Navy guy #1: Do you have beach shorts?
Gift shop employee: Yeah, over there.
Navy guy #2: This is a small. I think I need a medium.
Navy guy #1: Dude, no. Your dick is small.

–Pensacola Beach, Florida

Awesome mom #1: Yeah, so they were going to adopt this baby from China, but when they saw her she was ugly and they decided not to get her.
Awesome mom #2: Oh, really? That’s too bad.

–Ferry Beach, Maine

Overheard by: shawshank

Floridian: So, what do you think of Ft. Meyers?
New Yorker: Oh, it's charming.
Floridian: Big word, city girl.

–Ft.

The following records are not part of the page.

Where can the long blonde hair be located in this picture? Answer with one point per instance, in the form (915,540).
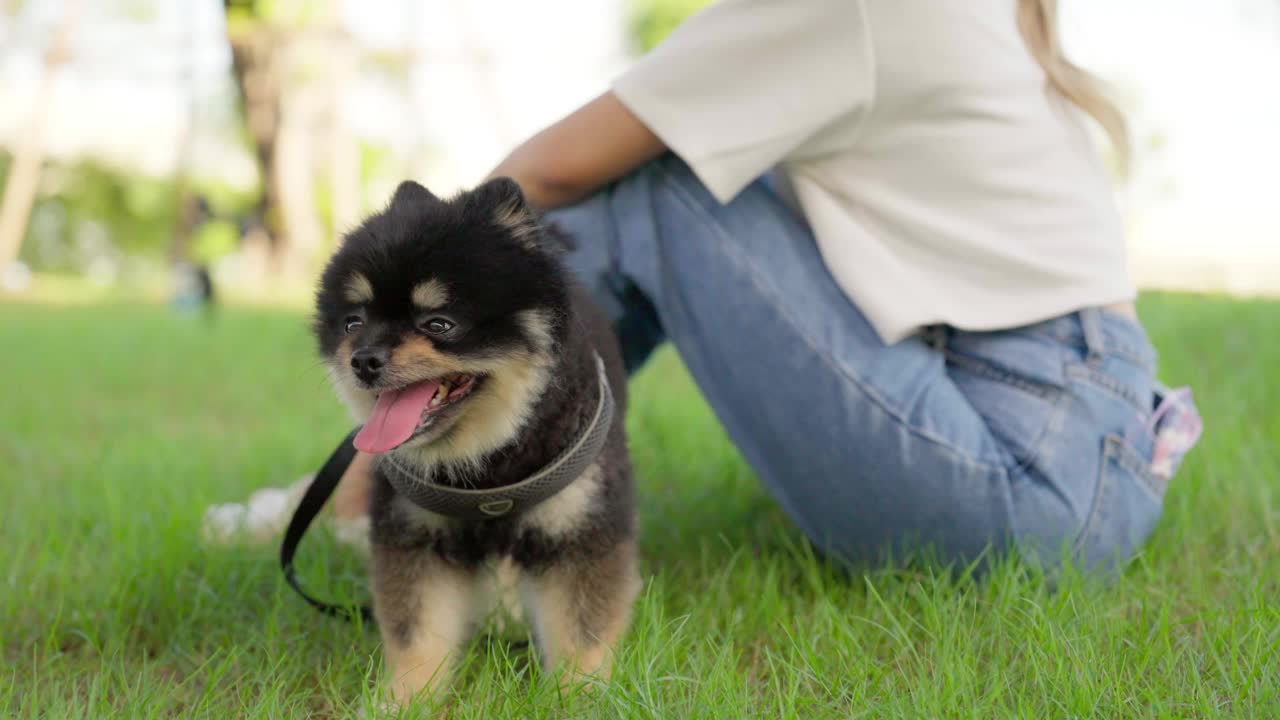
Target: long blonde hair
(1037,19)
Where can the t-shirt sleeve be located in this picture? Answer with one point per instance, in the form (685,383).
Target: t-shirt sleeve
(743,83)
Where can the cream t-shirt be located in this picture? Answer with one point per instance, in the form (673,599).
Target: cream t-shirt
(941,178)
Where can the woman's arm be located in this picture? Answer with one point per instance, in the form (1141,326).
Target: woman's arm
(598,142)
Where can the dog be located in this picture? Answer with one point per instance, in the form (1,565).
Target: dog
(478,368)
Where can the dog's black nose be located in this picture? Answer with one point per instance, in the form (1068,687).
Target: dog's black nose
(369,363)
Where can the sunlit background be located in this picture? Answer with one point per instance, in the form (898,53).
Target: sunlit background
(246,136)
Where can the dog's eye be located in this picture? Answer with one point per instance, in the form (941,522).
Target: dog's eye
(437,326)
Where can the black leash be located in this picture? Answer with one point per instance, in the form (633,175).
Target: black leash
(312,501)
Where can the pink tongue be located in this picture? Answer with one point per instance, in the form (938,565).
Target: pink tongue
(396,417)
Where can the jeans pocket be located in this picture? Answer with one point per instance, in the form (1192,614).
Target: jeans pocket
(1127,505)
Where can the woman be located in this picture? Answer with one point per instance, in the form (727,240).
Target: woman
(919,328)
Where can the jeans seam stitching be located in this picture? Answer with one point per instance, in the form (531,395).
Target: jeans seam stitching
(835,364)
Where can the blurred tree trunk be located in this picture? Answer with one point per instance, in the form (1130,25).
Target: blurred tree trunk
(254,65)
(23,181)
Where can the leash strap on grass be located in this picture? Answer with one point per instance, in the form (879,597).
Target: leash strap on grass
(312,501)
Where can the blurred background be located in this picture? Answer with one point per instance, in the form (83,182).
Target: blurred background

Myers, Florida

Dude: Hey, where do you girls go for fun? [They ignore him.] You’re just gonna ignore me? Not a ‘Fuck you’? Nothing? Bitch!
Chick: You kiss your dick with that mouth?

–Montego Bay, Jamaica

Fat guy to wife who’s sunbathing on her stomach: Wow. You need to shave — you got some wild, stray hairs back there.
Wife: Say it louder, asshole.

–Rosemary Beach, Florida

Overheard by: She’s still hotter than you, pal

Angry Texan guy being turned away at door: Pants? Pants? Who brings pants to Mexico?

–Formal restaurant, Cancun, Mexico

Overheard by: sheila

Jersey woman, to seagull: Get away, you lazy sonofabitch! Go find your own food! [to friends] Just like Mexicans.